Saturday, June 11, 2005

The Big "If"

James Lokken's listserv signiture says that he is a retired pastor in the Bay area. He is a true crusader, but my observation is he has been a thoughtful crusader for the normalization of homosexuality within commited relationship. He is interesting for a thoughtful traditionalist to read (unlike myself, a neanderthalian fundamentalist)because he draws conclusion after conclusion in his writings. he has been a crusader in the decade long Lutherlink internet discussion. In a recent online article he wrote:

"I found myself articulating for this group some of the "traditionalist" perspectives. Nobody there was representing that point of view, and I thought it should be mentioned that the ELCA embraces a range of opinions.

I've been involved in an Internet discussion, "ELCA Human Sexuality Discussion," almost daily since 1993 when the First Draft of the ELCA's proposed Sexuality Statement was released. Over the past decade, more than 22,000 posts in this online meeting reflect just about every point of view and discuss almost every issue related to this topic. Currently more than 400 subscribers read that online discussion, mostly clergy; fewer than a dozen are frequent posters. It becomes a panel discussion of sorts. The same questions get asked over and over as new people come on line and others drop out. By now I'm pretty familiar with where this discussion goes.

I cited the recent statement of a self-described "traditionalist": If we understand homosexual acts to be categorically contrary to God's will because the acts are inherently sinful, then refusing to ordain non-celibate lesbians and gay men, and refusing to bless same-sex unions, is logical. Based on the half-dozen Bible passages that condemn same-sex sexual behavior, this is the conviction of many, perhaps a majority, of ELCA members. That's why we have the current policy.

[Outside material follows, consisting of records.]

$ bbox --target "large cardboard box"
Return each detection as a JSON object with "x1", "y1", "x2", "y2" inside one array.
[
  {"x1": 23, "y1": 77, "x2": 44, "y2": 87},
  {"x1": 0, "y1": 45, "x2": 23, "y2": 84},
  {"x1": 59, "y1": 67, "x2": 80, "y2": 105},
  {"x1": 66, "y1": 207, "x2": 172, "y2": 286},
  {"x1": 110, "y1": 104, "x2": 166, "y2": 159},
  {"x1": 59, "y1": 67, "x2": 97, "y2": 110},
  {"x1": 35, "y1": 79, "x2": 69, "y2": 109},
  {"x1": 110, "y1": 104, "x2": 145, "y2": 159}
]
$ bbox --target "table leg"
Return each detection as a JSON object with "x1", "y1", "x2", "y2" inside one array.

But that's a big "if," I pointed out. There is another scripturally supported understanding.

If the sinfulness of sexual behavior is not in the physical acts, nor in the gender of the parties, nor in their marital status or lack of it, but rather in their attitudes and relationships, emotions and motivations, that points us to a different pastoral conclusion. In that case the rightness or wrongness of an act cannot be judged abstractly, but depends on the dynamic relationships of the individuals, their attitudes, their love or lack of it, their complex emotions and ambivalent reactions to each other.

In that case, our confession that "we are by nature sinful and unclean, and that we have sinned in thought, word, and deed, by what we have done and by what we have left undone" is relevant. We pray God to forgive us, for Christ's sake, and to renew us from within. Then we take a fresh look at our personal relationships. Our faith assures us that in Christ God has forgiven us and promises to be with us to renew our relationships with each other."

Lokken seems to be saying as long as a person is in love homosexual acts are OK. The obvious problem is that a pedophile could say the same thing. A persosn who goes from one failed relationship to another could say the same thing.

You read Faithful journey in New York and see how that understanding works. You need to, it is the one that is winning in the ELCA.

Please note that it is sandwiched between two articles on (guess?) Fundamentalism.